Emsal Mahkeme Kararı İstanbul Bölge Adliye Mahkemesi 17. Hukuk Dairesi 2022/1601 E. 2022/1596 K. 22.12.2022 T.

Görüntülediğiniz mahkeme kararı kesinleşmiş bir karardır.

T.C.
İSTANBUL
BÖLGE ADLİYE MAHKEMESİ
17. HUKUK DAİRESİ
DOSYA NO: 2022/1601 Esas
KARAR NO: 2022/1596
T Ü R K M İ L L E T İ A D I N A
İ S T İ N A F K A R A R I
İNCELENEN KARARIN
MAHKEMESİ: İSTANBUL 12. ASLİYE TİCARET MAHKEMESİ
TARİHİ: 07/06/2022
NUMARASI: 2020/450 Esas, 2022/639 Karar
DAVANIN KONUSU: İtirazın İptali (Ticari Satımdan Kaynaklanan)
KARAR TARİHİ: 22/12/2022
6100 Sayılı Hukuk Muhakemeleri Kanunu’nun 353. maddesi uyarınca dosya incelendi.

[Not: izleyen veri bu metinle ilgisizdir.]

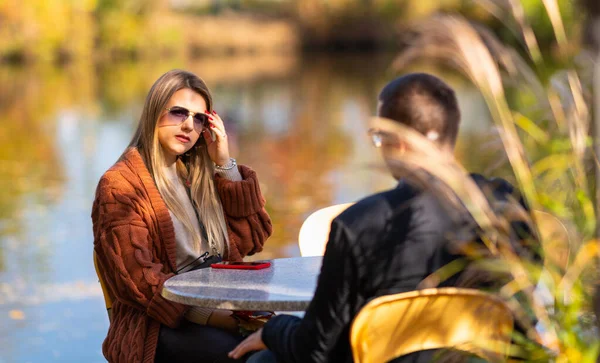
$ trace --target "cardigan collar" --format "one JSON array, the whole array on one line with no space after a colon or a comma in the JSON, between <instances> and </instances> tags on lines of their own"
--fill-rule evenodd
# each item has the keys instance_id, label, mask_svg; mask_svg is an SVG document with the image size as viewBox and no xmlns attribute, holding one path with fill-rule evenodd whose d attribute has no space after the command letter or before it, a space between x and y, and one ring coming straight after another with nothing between
<instances>
[{"instance_id":1,"label":"cardigan collar","mask_svg":"<svg viewBox=\"0 0 600 363\"><path fill-rule=\"evenodd\" d=\"M146 167L142 155L139 150L135 147L130 148L124 155L124 161L130 165L130 168L140 177L144 189L148 192L150 198L150 204L156 213L156 219L158 221L158 230L160 239L167 251L169 260L169 266L172 271L177 270L177 252L175 244L175 228L173 227L173 221L169 214L169 209L165 204L156 184L154 178L150 175L150 171Z\"/></svg>"}]
</instances>

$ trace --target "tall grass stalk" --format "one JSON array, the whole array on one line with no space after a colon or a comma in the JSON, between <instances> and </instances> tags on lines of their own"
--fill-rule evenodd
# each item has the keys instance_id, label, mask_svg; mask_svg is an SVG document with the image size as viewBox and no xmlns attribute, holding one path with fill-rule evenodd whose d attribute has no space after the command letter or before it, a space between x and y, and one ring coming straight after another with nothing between
<instances>
[{"instance_id":1,"label":"tall grass stalk","mask_svg":"<svg viewBox=\"0 0 600 363\"><path fill-rule=\"evenodd\" d=\"M495 259L490 268L504 269L511 276L500 293L529 327L526 339L517 339L512 353L530 361L595 362L600 345L591 312L591 287L600 253L595 240L592 170L597 157L589 137L592 92L582 82L582 74L589 69L585 63L576 68L574 62L565 61L569 39L556 0L543 4L558 54L569 66L547 80L539 79L539 72L532 68L546 67L541 54L548 53L537 48L535 29L519 15L519 1L509 0L504 4L508 6L484 4L496 16L505 11L516 18L517 30L512 30L521 34L529 59L489 30L459 16L442 15L415 27L414 38L394 68L400 72L415 59L427 58L452 65L471 79L488 105L514 173L498 176L516 180L532 212L524 213L512 203L498 213L498 206L488 204L466 170L428 140L382 119L373 120L373 127L394 132L410 145L412 151L398 157L398 168L413 176L418 175L415 170L434 175L442 186L423 182L456 207L466 207L484 231L484 242ZM507 88L516 93L517 101L511 98L509 102ZM515 215L537 232L543 262L532 263L510 247L508 226ZM547 296L540 294L540 285Z\"/></svg>"}]
</instances>

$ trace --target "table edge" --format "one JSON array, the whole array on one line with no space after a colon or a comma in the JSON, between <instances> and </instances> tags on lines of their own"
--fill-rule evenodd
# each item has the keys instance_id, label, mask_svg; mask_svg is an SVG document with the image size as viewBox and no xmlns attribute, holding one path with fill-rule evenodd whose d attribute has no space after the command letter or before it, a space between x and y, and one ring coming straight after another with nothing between
<instances>
[{"instance_id":1,"label":"table edge","mask_svg":"<svg viewBox=\"0 0 600 363\"><path fill-rule=\"evenodd\" d=\"M309 301L252 301L231 300L225 298L199 299L193 296L181 296L174 294L167 287L162 288L161 296L165 299L188 306L202 308L224 309L224 310L254 310L254 311L305 311L310 304ZM311 299L312 300L312 299Z\"/></svg>"}]
</instances>

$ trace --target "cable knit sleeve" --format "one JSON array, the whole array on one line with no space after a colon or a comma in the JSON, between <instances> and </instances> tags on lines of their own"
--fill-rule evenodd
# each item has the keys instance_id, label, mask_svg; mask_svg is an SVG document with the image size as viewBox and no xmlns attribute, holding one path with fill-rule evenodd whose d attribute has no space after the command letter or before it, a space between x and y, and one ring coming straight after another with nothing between
<instances>
[{"instance_id":1,"label":"cable knit sleeve","mask_svg":"<svg viewBox=\"0 0 600 363\"><path fill-rule=\"evenodd\" d=\"M263 249L273 231L256 172L239 165L241 181L215 176L229 231L228 260L238 261Z\"/></svg>"},{"instance_id":2,"label":"cable knit sleeve","mask_svg":"<svg viewBox=\"0 0 600 363\"><path fill-rule=\"evenodd\" d=\"M119 173L107 173L100 180L92 211L100 273L118 302L176 327L188 307L160 294L163 283L174 274L165 273L168 270L154 255L160 246L150 237L153 227L145 218L142 198Z\"/></svg>"}]
</instances>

GEREĞİ DÜŞÜNÜLDÜ: Davacı vekili dava dilekçesinde özetle; müvekkili şirket çalışanı …’in davalı şirket nezdinde 05.12.2018 başlangıç tarihli … Vize Paket Sağlık Sigorta Poliçesi ile sigortalandığını, sigortalının 20.01.2019 tarihinde yurt dışında tır şoförü olarak seferde olduğu sırada kalp krizi geçirmesi sonucu vefat ettiğini, müvekkili şirketin cenaze giderleri kapsamında 2.753,53.- Euro ödeme yaptığını, giderin sigorta poliçesi kapsamında davalıdan talep edildiğini, davalının ödeme yapmadığını, İstanbul Anadolu … İcra Müd’nün … E. sayılı dosyası üzerinden takip başlatıldığını, davalının takibe itiraz ederek durdurduğunu belirterek itirazın iptali ile takibin devamına, icra inkar tazminatının davalıdan tahsiline karar verilmesini talep ve dava etmiştir.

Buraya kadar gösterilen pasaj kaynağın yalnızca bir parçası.